スタンピード前兆
ロスの休憩所に対する反発は、次第に形を変えていった。古参冒険者たちは「俺たちは野営で十分だ」と宣言し、ロスの施設を一切使わないことを徹底した。彼らはダンジョン内でテントを張り、簡易的な食事で凌ぎ、魔物の襲撃に備えて交代で見張りを立てた。
「ふん、何が休憩所だ。昔ながらのやり方で十分だ」
「そうだ。俺たちはあんな甘えは必要ない」
彼らは誇りを持ってそう言い続けた。だが、日が経つにつれて、その疲労は確実に蓄積されていった。
一週間後──彼らの顔には明らかに疲れの色が浮かんでいた。目の下にはくまができ、動きも鈍くなっている。それでも彼らはロスの休憩所を利用しようとはしなかった。
「……大丈夫か? お前、かなり疲れてるぞ」
「気にするな。これが冒険者の道だ」
リーダー格の男はそう言って仲間を励ましたが、彼自身もまた、足取りが重かった。
その頃、ロスは20層の調査を進めていた。10層の休憩所の成功を受け、次の施設をどこに建設するか検討しているのだ。
「20層は……比較的安定してるな。魔物の種類も多いが、生態系はバランスが取れている」
彼はノートに図面を描きながら、慎重に計画を練っていた。その時──
ドゥン……!
ダンジョン全体が低く震えた。それは、先日のレッドマンティス出現時とは明らかに異なる振動だった。もっと深く、もっと重い。まるで何かが地下深くで動き出したかのような感覚。
「……何だ?」
ロスは顔を上げ、壁に耳を当てた。遠くから、大量の足音が聞こえる。それは規則正しく、そして徐々に大きくなっている。
「まさか──」
彼は反射的に地上へ向けて走り出した。10層、5層、1層──急ぎ足で階段を駆け上がり、ギルドへと飛び込む。

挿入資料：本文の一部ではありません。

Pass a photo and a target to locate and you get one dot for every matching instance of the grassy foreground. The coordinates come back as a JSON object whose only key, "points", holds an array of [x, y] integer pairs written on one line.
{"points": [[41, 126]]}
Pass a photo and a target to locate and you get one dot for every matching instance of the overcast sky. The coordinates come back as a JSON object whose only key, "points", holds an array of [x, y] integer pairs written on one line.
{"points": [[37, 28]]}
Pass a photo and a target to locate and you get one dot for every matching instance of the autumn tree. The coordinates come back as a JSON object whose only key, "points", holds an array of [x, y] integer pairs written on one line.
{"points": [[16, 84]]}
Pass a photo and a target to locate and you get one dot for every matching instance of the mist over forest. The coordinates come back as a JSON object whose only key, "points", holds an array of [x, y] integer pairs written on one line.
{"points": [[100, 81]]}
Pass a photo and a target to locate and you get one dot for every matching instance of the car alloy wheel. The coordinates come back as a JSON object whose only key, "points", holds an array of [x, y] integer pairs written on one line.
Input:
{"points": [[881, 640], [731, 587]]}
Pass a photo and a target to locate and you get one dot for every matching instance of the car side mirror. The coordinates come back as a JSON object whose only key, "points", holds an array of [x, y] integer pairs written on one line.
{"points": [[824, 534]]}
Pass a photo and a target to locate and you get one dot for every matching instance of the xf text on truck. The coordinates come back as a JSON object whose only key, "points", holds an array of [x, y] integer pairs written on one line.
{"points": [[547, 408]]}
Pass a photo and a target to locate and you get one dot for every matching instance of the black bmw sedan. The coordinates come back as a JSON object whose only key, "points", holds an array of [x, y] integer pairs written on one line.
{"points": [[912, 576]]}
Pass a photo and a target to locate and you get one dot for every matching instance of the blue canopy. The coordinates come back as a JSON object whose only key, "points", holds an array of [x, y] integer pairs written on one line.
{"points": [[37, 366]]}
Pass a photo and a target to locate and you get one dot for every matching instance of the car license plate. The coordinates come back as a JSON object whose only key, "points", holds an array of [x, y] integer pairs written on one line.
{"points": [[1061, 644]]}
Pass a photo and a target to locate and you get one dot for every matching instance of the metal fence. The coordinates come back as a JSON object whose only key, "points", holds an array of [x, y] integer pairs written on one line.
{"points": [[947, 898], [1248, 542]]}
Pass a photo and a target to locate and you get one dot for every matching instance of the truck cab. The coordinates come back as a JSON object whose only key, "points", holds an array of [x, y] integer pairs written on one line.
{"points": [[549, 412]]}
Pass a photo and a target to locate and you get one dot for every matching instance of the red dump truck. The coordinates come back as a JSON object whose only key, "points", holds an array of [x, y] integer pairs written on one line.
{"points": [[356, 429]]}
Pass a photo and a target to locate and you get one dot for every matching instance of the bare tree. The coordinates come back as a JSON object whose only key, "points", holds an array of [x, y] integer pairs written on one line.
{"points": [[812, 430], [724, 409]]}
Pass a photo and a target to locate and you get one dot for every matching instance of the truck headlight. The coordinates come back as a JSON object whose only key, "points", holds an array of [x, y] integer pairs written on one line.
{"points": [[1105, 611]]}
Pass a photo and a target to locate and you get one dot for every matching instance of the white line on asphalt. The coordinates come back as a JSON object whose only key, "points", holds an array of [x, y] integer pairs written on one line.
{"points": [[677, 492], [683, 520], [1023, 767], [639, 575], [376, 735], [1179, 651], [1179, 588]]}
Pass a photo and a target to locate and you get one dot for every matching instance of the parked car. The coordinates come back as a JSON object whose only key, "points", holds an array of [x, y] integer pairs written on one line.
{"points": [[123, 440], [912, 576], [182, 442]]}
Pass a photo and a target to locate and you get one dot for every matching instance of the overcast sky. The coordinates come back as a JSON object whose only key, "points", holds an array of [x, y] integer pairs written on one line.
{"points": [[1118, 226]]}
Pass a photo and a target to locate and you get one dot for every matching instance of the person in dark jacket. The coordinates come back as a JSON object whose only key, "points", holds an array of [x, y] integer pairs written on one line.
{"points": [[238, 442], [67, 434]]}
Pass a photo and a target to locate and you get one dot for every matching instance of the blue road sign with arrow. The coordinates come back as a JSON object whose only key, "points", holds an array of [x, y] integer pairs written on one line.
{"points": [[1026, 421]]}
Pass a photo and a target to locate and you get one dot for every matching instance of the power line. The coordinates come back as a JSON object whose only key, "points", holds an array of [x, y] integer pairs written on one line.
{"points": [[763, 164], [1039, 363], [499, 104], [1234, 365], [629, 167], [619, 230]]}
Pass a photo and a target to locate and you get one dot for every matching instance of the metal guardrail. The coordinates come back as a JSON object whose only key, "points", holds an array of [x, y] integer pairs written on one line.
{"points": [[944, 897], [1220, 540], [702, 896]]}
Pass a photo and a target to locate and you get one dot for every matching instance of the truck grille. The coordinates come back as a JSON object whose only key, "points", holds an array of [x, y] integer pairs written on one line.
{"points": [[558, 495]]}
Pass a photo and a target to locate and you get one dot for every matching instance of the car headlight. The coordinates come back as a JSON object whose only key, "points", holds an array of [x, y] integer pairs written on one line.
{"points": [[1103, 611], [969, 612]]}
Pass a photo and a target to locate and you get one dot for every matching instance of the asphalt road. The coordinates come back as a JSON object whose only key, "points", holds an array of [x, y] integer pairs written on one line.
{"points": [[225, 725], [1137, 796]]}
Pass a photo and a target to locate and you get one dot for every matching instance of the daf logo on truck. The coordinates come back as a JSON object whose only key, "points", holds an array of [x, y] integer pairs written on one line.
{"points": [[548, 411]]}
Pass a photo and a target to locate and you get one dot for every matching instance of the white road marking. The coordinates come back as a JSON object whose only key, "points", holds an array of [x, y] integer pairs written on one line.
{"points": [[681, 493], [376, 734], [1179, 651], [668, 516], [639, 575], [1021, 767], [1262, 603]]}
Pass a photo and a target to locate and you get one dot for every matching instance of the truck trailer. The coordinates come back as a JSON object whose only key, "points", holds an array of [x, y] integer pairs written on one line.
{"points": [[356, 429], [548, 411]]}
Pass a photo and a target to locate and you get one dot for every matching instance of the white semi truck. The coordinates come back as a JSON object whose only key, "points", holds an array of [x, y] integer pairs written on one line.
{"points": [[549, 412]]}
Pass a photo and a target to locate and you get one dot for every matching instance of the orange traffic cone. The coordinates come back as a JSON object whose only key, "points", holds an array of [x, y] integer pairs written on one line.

「リリア! 異常事態だ! スタンピードが起きるかもしれない!」
リリアは驚いて顔を上げた。
「スタンピード? 本当なの?」
「ああ。20層以深から、大量の魔物が動いている。しかも、こっちに向かってきている」
その時、ギルドの入口から慌てた冒険者が駆け込んできた。
「大変だ! 10層でオークの大群が確認された! 数は──数百、いや、数千だ!」
ギルド内が一瞬で騒然となった。冒険者たちは武器を手に取り、慌てて準備を始める。
「それだけじゃない。進路には──」
ロスは息を呑んだ。オークの進路は、まさに先週ロスの施設を拒否した古参冒険者たちの野営地を真っ直ぐに通っていた。
「……まずい」
彼はすぐにドレイクの部屋へと向かった。
「ギルドマスター! 古参冒険者たちの野営地が、スタンピードの進路にかかっています! 即座に避難指示を!」
ドレイクは険しい表情で頷いた。
「わかった。だが、彼らは頑固だ。お前の言うことを聞くかどうか──」
「聞かなくても、俺は行く。彼らを助けられるのは、俺だけだ」
ロスはそう言い残し、ギルドを飛び出した。彼の心には、怒りも憎しみもなかった。ただ、一人でも多くの命を救いたいという、純粋な思いだけがあった。